O mundo, então, girou mais um bocado. Papai e mamãe atravessaram uma vida intensa e desafiadora. Acertando aqui e errando acolá. O certo é que os dois sempre mantiveram as mãos dadas. Literalmente. Com isso, tornaram-se cúmplices em diversos projetos. E criaram um espectro de amor que, certamente, os filhos e netos haverão de se orgulhar. Só que o ‘destino’ novamente pregou uma peça e Jarina foi chamada precocemente. Assim, ela deixou meu pai profundamente desnorteado, além dos filhos órfãos.

“E agora penso que a estrada / Da vida, tem ida e volta / Ninguém foge do destino / Esse trem que nos transporta.” (*)

Tempos depois, foi a vez do meu pai se despedir da vida, tendo completado cem anos de existência. O que eu posso dizer é que a história de Jarina e de Holbein não é apenas uma bela história de amor.
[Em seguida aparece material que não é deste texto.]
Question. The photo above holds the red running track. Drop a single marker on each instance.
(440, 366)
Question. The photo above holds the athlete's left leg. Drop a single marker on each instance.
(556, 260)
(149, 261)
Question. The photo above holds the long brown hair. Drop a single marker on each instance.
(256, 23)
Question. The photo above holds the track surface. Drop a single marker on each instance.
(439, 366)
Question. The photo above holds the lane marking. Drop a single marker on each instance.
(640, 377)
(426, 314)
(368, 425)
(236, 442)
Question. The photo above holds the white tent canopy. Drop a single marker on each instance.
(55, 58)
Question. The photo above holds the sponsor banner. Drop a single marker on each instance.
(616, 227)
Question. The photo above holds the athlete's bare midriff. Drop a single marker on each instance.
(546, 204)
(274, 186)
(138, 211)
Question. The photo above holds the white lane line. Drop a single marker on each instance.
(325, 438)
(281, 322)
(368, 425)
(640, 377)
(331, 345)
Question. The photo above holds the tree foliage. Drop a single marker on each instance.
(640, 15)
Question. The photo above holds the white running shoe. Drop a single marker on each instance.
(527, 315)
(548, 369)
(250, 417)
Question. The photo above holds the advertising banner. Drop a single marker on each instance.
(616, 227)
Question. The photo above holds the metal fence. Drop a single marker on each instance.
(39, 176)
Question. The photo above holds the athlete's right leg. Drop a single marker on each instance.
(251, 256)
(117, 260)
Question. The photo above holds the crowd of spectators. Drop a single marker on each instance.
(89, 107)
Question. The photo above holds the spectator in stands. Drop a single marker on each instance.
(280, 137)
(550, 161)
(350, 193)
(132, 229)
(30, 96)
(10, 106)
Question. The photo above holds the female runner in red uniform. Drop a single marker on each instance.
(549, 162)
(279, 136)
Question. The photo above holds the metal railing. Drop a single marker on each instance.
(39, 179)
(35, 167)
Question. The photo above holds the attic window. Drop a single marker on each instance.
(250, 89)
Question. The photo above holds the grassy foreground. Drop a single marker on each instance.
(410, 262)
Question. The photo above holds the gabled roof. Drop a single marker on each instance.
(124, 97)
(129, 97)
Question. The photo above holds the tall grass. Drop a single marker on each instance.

Bem mais do que isso, ela revela tudo que fica em nosso redor: amor, paixão, dignidade e respeito. E nada mais tem importância. Afinal, eles finalmente se reencontraram… só que em outro plano da existência!

PS. *Alceu Valença, nosso menestrel, acolheu nos versos do seus “Sete desejos” o entendimento desse maravilhoso encontro!